It should be noted that in this example it is essential that an identifying variable (FAMID ) be part of the collection of variables associated with the FAMILY object type; otherwize it would not be logically possible to link the cars with the families owning them. Thus even in statistical systems it is sometimes logically necessary to maintain unique identifiers of objects.
In our example we have the following variables (and hence columns) in the information matrixes:
In the matrix with information about families:
FAMID = identifying variable of families;
FAMVAR1 = "number of adults in the family";
FAMVAR2 = "number of children in the family";
FAMVAR3 = "total gross income of the family".

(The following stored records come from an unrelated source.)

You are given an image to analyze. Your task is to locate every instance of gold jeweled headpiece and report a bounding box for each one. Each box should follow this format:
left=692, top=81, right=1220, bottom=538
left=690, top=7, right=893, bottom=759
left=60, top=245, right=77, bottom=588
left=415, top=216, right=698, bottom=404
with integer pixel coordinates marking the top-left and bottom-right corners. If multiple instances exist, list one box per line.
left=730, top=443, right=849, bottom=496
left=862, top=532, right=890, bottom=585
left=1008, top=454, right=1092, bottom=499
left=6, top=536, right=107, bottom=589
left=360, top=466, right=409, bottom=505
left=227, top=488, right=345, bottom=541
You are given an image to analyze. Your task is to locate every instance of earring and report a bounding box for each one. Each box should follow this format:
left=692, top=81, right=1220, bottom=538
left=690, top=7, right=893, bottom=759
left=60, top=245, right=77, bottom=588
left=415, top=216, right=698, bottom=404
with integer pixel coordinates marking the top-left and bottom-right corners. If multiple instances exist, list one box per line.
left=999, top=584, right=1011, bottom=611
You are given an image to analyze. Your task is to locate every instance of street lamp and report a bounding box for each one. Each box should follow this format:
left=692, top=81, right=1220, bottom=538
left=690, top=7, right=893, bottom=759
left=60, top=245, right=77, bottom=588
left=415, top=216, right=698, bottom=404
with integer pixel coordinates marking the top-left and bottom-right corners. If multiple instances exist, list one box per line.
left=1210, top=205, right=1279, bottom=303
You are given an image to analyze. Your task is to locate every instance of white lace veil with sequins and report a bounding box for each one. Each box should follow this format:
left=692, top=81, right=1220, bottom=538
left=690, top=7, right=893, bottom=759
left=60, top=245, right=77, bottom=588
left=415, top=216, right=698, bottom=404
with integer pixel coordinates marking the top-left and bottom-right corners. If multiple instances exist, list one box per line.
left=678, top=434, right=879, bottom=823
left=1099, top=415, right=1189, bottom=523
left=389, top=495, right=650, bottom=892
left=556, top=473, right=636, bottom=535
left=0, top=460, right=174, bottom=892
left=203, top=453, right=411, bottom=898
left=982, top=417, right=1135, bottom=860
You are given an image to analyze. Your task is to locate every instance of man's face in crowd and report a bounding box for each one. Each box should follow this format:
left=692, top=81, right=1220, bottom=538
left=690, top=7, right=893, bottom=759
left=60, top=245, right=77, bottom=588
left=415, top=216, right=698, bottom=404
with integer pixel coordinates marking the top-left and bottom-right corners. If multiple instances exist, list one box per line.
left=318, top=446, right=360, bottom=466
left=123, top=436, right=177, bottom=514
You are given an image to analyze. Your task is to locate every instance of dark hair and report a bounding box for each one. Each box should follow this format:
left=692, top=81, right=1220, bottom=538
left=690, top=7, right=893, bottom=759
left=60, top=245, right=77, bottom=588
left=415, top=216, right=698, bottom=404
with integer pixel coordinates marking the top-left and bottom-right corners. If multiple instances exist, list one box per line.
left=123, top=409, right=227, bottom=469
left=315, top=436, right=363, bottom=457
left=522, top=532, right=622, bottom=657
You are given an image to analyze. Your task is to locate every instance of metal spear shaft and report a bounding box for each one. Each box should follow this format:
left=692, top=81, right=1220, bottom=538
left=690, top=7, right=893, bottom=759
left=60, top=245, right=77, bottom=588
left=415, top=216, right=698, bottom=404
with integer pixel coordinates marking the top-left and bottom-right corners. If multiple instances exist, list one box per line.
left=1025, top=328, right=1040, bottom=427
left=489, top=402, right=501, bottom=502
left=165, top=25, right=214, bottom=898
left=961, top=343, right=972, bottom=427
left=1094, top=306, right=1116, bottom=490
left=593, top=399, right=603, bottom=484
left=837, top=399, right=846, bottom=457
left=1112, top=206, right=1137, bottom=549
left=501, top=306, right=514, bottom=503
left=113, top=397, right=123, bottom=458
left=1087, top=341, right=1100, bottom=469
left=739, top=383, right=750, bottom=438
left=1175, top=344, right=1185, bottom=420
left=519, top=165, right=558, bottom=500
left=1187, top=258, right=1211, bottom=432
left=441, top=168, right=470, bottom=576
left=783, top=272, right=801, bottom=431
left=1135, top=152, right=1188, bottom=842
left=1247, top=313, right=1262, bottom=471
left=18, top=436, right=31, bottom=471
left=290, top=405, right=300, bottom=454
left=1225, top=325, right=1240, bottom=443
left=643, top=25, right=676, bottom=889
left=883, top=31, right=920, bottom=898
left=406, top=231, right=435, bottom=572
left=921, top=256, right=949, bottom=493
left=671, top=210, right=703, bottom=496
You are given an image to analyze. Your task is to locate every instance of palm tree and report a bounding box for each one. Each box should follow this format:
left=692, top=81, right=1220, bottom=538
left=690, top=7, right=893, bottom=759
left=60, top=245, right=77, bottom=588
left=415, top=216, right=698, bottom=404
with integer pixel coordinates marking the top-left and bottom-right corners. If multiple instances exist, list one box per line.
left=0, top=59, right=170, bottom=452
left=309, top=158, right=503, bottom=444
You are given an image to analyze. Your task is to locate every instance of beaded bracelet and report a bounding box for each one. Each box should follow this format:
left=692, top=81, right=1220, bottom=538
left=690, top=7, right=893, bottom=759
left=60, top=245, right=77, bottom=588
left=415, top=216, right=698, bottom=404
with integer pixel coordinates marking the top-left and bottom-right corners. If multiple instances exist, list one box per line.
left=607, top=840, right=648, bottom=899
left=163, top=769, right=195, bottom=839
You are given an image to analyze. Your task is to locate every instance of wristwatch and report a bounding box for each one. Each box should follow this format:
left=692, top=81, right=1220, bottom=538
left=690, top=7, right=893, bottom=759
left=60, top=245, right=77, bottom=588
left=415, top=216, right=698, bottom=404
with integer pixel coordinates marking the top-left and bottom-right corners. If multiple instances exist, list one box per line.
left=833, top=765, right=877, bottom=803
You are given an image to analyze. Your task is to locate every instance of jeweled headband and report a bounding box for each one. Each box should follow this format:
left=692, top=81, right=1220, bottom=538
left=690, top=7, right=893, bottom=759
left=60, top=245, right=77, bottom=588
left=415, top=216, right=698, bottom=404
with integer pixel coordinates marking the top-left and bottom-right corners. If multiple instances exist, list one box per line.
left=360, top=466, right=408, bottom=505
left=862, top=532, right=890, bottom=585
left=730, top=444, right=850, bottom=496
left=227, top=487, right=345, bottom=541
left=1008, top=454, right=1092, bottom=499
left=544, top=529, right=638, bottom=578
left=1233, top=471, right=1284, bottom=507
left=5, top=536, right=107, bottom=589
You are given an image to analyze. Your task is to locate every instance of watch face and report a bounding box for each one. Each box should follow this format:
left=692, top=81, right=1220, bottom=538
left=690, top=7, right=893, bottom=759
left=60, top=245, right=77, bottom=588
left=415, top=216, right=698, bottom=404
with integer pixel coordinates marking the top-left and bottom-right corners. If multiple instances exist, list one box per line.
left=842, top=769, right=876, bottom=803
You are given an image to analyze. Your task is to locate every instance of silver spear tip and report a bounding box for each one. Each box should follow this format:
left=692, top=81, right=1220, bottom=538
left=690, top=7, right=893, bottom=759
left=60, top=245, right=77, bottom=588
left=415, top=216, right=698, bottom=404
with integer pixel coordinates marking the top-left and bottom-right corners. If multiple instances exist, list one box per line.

In the matrix with information about cars:
OWNERID• = reference variable indicating family owning the car;
CARVAR1 = "car value".
The two information matrixes together now represent completely the information set of interest in our example. Each one of the matrixes satisfy the matrix conditions (i) - (iii) stated earlier. Note that the "main trick" in order to solve the problem of multiple-valued variables was to include an additional object type into our considerations.
A note on "missing values"
According to condition (iii) for information matrixes, a matrix cell must not contain more than one value. One may ask, if a matrix cell may contain less than one value, that is, if it may happen that the value of a matrix cell is missing altogether. The answer is that it may. However, it is important that these so-called missing values , or null values , are properly indicated, so as to make them distinct from (other) valid values of the variable. Thus, for example, if "0" is a valid value of a variable, one should obviously not represent missing values for this variable by "0". Furthermore, one should note that there may be several reasons for a value being missing. Some common reasons are:
1. The variable is not relevant for a particular object. Example: If the rows of the matrix correspond to persons, the column (variable) "number of pregnancies" is not relevant for male persons.
2. The variable is relevant for the particular object, but the result of the measurement has not yet been entered (into the statistical system); alternatively the required derivations from collected information have not yet been made .
3. The variable is relevant for the particular object, but for some reason or other the attempts to measure it have failed .
(Note that a value, which, at some stage of the collection and derivation procedure, has been classified as a missing value of type 2, at a later stage may be reclassified , either as a "normal" value, or as a missing value of type 3.)
Ideally, missing values should be represented in as many different ways as there are distinct reasons for the values being missing. Then a (re)user of the observation data will have the best possibilities to make his (her) own assumptions, under which he (she) would like to make interpretations and analyses of the data.